Waarschuwingen, evacuatie en overstromingsmaatregelen
Tot 45 procent van de bewoners in het bedreigde gebied geeft aan dat zij geen tijdige overstromingswaarschuwingen hebben gekregen. Evacuatie-adviezen dragen aanzienlijk bij aan het besluit van inwoners om te evacueren: waar van de gewaarschuwde groep ruim 80 procent evacueert, gaat van de niet gewaarschuwde groep ongeveer 20 procent over tot evacuatie. Meer dan driekwart van de geëvacueerde bewoners kon terecht bij vrienden en familie. Centrale opvangplaatsen speelden slechts een kleine rol. Minder dan 5 procent van de geëvacueerden is hier opgevangen.
Ongeveer de helft van de gewaarschuwde huishoudens heeft hun auto naar een veilige plek kunnen verplaatsen, terwijl dit een kwart was voor de groep die niet is gewaarschuwd. Ook andere maatregelen, zoals het hoger plaatsen van bezittingen of een waterbestendige vloer binnen de woning weten overstromingsschade met 20 procent tot 50 procent te verminderen.
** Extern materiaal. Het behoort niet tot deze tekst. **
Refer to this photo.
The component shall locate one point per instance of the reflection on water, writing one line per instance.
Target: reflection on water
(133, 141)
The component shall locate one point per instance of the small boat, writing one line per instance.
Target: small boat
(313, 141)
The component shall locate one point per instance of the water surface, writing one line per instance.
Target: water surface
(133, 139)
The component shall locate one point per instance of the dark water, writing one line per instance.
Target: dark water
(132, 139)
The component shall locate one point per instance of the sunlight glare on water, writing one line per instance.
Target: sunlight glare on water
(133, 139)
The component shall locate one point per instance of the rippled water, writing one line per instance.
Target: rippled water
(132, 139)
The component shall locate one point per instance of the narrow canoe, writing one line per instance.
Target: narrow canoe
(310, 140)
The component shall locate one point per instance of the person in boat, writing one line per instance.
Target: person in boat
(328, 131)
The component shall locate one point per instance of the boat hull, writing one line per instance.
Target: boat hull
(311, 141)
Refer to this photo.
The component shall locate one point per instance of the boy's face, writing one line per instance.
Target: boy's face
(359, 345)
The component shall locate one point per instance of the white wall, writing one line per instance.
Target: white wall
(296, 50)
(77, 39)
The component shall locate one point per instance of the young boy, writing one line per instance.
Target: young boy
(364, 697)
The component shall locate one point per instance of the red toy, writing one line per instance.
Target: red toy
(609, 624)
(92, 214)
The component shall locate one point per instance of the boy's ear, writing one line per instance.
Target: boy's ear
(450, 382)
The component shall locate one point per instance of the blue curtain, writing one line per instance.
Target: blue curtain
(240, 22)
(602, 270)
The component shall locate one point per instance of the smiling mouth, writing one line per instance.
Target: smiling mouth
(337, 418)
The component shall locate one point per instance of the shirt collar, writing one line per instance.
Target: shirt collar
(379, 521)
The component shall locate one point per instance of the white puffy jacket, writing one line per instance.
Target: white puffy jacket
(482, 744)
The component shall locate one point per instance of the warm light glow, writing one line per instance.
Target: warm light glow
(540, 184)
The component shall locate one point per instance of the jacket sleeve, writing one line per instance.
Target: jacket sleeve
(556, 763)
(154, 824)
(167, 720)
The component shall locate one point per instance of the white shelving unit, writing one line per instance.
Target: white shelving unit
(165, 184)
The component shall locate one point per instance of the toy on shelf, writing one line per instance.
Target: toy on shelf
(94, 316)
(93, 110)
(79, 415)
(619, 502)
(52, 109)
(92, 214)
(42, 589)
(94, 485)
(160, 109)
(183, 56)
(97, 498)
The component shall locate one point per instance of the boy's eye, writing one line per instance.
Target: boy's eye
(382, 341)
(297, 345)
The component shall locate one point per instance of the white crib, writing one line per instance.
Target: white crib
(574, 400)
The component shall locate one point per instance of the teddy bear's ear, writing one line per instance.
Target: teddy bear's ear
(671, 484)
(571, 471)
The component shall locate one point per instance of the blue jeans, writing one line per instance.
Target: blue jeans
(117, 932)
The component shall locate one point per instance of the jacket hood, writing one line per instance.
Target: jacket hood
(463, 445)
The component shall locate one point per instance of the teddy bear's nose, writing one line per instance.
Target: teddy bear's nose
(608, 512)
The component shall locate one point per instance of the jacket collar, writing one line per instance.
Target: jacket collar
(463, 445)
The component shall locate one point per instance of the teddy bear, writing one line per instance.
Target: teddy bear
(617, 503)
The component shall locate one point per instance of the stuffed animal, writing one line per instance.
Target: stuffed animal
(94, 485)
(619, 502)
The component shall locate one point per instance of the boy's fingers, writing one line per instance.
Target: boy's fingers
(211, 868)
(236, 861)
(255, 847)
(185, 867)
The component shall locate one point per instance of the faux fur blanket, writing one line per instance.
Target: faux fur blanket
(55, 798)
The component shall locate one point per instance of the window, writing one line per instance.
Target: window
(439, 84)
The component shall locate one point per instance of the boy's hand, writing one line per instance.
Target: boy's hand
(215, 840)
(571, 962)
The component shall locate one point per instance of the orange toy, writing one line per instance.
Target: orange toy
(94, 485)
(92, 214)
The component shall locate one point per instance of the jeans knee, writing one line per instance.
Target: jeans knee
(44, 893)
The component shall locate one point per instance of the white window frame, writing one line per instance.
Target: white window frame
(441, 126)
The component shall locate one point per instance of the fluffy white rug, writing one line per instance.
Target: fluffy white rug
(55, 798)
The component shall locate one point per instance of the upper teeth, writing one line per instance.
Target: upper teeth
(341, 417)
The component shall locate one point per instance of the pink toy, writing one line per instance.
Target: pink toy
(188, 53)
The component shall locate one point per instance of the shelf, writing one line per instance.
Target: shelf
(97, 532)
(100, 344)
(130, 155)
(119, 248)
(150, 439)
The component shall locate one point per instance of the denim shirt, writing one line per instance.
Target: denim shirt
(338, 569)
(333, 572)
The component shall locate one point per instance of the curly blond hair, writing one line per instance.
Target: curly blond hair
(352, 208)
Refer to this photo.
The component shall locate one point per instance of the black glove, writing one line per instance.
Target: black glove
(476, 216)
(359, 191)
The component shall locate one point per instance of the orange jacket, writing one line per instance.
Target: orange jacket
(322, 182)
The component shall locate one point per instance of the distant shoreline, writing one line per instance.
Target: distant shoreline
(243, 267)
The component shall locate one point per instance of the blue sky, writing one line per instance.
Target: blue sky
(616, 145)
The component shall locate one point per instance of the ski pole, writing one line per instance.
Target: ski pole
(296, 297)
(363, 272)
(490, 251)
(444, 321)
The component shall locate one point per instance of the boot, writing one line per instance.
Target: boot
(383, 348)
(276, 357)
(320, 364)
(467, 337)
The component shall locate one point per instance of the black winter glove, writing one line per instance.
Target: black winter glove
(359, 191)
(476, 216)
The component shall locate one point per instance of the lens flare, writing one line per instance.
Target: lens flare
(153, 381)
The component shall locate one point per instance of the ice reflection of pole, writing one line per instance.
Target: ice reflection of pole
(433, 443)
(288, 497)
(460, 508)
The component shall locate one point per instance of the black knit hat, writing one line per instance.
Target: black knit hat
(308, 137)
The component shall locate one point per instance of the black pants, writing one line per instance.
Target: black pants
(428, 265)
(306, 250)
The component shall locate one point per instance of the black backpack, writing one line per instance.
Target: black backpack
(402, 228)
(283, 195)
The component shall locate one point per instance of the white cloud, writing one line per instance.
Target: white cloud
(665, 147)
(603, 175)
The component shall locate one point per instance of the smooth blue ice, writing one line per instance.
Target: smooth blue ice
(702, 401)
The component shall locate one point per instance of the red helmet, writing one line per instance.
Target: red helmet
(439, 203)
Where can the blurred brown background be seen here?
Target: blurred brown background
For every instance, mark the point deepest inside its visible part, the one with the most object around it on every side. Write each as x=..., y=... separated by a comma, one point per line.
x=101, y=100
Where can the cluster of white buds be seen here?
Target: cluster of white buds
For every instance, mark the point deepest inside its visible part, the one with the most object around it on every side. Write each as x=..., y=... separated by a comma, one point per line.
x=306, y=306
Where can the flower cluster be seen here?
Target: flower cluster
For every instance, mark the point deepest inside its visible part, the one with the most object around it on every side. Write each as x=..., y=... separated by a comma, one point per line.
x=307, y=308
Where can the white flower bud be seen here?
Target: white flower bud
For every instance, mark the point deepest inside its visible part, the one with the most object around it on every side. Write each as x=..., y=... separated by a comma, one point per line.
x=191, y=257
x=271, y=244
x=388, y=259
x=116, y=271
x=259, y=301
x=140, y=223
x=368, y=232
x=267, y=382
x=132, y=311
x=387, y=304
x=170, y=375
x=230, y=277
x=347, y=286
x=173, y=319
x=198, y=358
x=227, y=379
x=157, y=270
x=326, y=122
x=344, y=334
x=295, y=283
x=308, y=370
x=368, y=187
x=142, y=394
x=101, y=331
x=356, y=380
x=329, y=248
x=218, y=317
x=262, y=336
Het plaatsen van zandzakken en waterkerende schotten heeft niet altijd geleid tot een afname van de schade, in twee derde van de gevallen bleek dat de schotten en zandzakken niet hoog of sterk genoeg waren om het water tegen te houden.
VU-hoogleraar en onderzoeksleider Wouter Botzen: “Deze resultaten onderstrepen dat schadebeperkende maatregelen genomen door huishoudens een belangrijke rol kunnen spelen in het reduceren van overstromingsrisico’s.”